La première fois que j'ai lu Thomas Gilbert, c'est pour son adaptation
Bjorn le Morphir de
Thomas Lavachery en bande dessinée, dans ces oeuvres suivantes, on retrouve souvent une référence à l'univers Fantasy, mais on pourrait plutôt qualifier son oeuvre de réalisme magique. C'est le cas de “
La Voix des bêtes, la faim des hommes”, c'est un récit médiéval, sous fond d'angoisse millénariste avec une pointe de fantastique.
Brunehilde est meneuse de loups, elle sait dresser et comprendre ces animaux, et est un peu guérisseuse aussi, ça fait d'elle une marginale, une vagabonde. Une série de meurtre suit son périple dans la France médiévale, on accuse les loups, Brunehilde va mener son enquête de village en village, avec quelques compagnons rencontrés en cours de route.
Les personnages sont particulièrement bien campés, bien que peu causants. le monde autour d'eux évolue et ils ont tous du mal à y trouver leur place. On est dans un rythme de saga romanesque, épique et sombre, l'intrigue est un récit de rédemption, assez classique mais bien exploité avec des considérations actuelles qui semblent naturelles dans la tête de Brunehilde, des notions d'écologie, de féminisme y sont à leur place, on ne sent pas le décalage, mais c'est une histoire de goût personnel, dans un récit historique, j'ai besoin que ça se confronte à notre présent, sinon où serait l'intérêt ; voyez dans cette remarque une réponse aux critiques qui ont incendié son livre “Salem”.
Concernant l'aspect écologique, il est question du grignotage des forêts pour étendre les terres agricoles, et de la perte du rapport à la nature pour imposer la domination de l'homme sur celle-ci, il fait écho au souci actuel d'arrêter l'artificialisation des sols entre autres. Ce thème, transposé dans la France du XIe siècle, fonctionne parfaitement, sans lourdeurs ni anachronismes flagrants.

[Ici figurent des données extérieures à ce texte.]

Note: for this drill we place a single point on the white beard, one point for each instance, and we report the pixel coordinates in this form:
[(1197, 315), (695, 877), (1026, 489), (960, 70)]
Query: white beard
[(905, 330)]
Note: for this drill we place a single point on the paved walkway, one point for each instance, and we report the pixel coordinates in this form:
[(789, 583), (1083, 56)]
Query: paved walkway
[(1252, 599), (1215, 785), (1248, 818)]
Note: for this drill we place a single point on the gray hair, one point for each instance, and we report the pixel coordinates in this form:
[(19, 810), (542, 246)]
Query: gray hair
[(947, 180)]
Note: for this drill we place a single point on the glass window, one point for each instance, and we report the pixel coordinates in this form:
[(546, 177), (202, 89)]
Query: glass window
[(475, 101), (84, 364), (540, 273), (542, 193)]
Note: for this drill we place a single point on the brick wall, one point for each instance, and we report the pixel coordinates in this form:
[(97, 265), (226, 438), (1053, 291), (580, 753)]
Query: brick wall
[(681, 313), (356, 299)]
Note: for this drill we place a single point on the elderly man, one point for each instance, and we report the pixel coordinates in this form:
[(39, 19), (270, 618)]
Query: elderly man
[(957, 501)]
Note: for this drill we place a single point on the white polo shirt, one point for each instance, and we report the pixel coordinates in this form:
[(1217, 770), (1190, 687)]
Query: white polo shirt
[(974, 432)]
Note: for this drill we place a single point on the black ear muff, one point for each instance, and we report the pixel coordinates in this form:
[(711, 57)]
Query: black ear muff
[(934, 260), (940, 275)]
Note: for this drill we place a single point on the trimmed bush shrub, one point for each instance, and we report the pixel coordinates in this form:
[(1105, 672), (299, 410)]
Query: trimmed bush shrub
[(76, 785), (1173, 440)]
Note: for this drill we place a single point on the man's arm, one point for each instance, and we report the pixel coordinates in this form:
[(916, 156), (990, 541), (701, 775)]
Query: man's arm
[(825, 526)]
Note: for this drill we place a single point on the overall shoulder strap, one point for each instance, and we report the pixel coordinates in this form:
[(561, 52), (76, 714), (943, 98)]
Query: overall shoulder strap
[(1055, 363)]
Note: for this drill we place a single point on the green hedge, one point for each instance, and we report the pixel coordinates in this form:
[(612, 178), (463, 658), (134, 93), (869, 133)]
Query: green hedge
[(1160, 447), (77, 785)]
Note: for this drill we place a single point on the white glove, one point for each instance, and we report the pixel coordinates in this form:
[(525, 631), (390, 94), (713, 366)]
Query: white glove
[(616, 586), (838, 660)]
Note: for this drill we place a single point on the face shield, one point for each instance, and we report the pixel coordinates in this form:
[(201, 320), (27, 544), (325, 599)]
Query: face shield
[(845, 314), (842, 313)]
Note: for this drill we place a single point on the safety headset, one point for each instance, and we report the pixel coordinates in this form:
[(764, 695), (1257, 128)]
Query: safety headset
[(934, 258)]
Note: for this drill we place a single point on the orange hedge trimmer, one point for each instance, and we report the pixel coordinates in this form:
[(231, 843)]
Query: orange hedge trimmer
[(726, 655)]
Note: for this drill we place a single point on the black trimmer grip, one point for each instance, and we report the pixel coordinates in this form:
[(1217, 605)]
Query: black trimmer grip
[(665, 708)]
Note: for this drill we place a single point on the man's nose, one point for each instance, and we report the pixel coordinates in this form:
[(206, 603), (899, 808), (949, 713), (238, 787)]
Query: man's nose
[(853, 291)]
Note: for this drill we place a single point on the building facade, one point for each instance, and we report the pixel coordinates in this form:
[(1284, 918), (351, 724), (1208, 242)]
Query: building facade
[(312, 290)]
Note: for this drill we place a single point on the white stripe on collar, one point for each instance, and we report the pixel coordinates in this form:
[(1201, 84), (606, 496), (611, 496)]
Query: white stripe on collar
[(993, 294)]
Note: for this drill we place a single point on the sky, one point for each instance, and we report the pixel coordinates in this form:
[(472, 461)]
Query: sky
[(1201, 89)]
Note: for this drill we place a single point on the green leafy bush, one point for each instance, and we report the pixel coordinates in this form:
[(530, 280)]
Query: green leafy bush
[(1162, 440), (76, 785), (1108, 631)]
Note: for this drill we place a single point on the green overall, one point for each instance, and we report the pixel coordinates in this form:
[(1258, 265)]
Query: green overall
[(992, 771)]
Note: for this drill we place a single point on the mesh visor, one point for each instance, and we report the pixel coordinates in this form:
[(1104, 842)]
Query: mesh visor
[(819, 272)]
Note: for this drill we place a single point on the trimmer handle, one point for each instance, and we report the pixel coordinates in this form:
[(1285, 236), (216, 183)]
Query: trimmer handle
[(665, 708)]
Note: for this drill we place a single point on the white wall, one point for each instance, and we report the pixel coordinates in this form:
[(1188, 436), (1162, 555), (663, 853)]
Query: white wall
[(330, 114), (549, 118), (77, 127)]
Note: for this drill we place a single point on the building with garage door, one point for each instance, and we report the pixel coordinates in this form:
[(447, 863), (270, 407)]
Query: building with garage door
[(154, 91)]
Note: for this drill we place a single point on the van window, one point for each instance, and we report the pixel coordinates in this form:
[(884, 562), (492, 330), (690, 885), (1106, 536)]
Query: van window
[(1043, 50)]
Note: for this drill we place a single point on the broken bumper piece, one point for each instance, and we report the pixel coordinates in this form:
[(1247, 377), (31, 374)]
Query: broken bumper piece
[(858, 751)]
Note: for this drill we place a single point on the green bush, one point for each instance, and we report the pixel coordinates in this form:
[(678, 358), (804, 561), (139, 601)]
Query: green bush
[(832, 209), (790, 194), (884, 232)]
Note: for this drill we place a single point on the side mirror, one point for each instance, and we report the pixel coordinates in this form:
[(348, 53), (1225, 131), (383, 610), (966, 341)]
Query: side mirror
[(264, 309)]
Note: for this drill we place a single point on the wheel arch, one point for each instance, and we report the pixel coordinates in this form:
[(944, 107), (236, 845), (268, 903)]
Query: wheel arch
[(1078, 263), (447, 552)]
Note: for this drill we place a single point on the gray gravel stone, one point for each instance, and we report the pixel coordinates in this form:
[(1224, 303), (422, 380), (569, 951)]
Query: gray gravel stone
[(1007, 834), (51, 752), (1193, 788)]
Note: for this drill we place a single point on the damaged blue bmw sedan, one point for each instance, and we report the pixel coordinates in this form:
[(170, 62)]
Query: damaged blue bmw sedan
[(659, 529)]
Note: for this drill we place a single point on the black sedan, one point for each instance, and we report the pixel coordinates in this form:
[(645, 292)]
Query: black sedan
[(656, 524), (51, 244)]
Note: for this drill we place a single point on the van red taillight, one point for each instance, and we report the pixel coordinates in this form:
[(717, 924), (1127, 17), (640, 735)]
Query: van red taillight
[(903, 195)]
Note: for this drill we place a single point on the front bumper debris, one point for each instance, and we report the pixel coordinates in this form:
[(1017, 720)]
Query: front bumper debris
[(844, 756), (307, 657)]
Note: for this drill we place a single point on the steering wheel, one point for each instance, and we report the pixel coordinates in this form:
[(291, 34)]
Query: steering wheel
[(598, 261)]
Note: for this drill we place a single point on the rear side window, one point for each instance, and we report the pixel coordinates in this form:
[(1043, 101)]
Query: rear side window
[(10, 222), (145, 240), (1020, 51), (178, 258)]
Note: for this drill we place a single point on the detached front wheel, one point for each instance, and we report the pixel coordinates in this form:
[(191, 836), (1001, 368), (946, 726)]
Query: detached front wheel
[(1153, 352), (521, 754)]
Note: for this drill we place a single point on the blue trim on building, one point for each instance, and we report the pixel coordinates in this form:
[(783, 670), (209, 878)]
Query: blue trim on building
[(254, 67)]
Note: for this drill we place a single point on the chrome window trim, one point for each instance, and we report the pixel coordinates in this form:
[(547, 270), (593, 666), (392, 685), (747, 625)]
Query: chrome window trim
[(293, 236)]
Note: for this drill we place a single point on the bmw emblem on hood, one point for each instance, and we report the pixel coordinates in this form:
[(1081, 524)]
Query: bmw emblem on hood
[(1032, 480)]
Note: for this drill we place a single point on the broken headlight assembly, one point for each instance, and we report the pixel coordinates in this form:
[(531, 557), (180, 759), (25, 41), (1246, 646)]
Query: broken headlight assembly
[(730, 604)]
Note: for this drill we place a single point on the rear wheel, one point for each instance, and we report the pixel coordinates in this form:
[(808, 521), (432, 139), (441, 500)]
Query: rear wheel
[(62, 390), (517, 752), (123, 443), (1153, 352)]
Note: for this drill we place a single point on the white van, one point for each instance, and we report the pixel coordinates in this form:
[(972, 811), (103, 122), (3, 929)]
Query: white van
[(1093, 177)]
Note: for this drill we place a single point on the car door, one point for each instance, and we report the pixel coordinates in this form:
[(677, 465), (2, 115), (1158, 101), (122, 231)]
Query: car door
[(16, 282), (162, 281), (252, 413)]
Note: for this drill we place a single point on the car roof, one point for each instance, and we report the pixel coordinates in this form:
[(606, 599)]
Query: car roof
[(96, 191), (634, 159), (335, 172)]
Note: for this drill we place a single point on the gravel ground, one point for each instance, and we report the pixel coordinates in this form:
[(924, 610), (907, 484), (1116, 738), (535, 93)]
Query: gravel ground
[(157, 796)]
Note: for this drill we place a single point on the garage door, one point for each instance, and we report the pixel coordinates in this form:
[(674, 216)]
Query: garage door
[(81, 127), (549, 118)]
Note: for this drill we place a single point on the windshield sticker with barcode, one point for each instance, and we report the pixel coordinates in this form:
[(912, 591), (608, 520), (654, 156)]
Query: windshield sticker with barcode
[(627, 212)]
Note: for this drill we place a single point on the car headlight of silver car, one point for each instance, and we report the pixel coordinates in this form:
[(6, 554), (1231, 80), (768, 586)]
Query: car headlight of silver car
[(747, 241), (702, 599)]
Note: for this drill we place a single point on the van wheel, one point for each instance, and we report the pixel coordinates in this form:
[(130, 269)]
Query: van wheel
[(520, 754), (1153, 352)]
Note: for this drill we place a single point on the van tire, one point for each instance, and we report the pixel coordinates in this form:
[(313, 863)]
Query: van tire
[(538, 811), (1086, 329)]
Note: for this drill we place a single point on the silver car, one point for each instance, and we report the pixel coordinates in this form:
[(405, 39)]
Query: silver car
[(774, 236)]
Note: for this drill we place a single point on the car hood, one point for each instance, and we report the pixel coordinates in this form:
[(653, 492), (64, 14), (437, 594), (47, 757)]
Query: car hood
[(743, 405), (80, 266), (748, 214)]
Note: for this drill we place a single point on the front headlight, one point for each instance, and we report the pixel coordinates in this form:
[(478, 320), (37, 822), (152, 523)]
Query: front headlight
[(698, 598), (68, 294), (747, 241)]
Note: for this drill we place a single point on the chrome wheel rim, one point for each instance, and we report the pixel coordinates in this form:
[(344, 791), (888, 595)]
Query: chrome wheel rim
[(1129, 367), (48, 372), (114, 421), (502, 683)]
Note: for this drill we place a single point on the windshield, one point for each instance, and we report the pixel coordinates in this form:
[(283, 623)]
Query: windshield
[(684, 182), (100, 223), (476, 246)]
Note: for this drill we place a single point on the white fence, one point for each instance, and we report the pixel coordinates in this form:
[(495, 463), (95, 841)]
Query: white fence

Le graphisme est assez minutieux, détaillé, de plus en plus avec le temps dans l'oeuvre de Thomas Gilbert qui était plus brut à ses débuts. La gamme de couleur est parfois douce, avec un choix de teintes assez étrange, un mélange de bleu gris assez doux et d'orange pâle, avec plus de noir dans les scène tragiques, il s'installe comme un malaise, l'orange du ciel semble marquer la présence perpétuelle des indendies de forêts. Et la couleur fait circuler le regard, ses changements articulent l'histoire, elle donne une intensité tragique au récit malgré l'apparente douceur des tons, Thomas Gilbert fait ici preuve d'une grande maîtrise. Chaque chapitre commence par une illustration pleine page dans un esprit torturé, façon “Chevaliers de l'Apocalypse” qui semble justifier les tourments des personnages et nous imprègne de cette ambiance millénariste. le graphisme crée une atmosphère riche et intense et participe à la force de l'histoire.
J'ai beaucoup aimé cette lecture pleine de tensions, avec des personnages attachants, un univers bien campé, des thèmes riches, et une ambiance très maîtrisée, et un style original, audacieux, avec beaucoup de personnalité, qui ne peut plaire à tout le monde mais en ce qui me concerne, j'applaudis bien fort.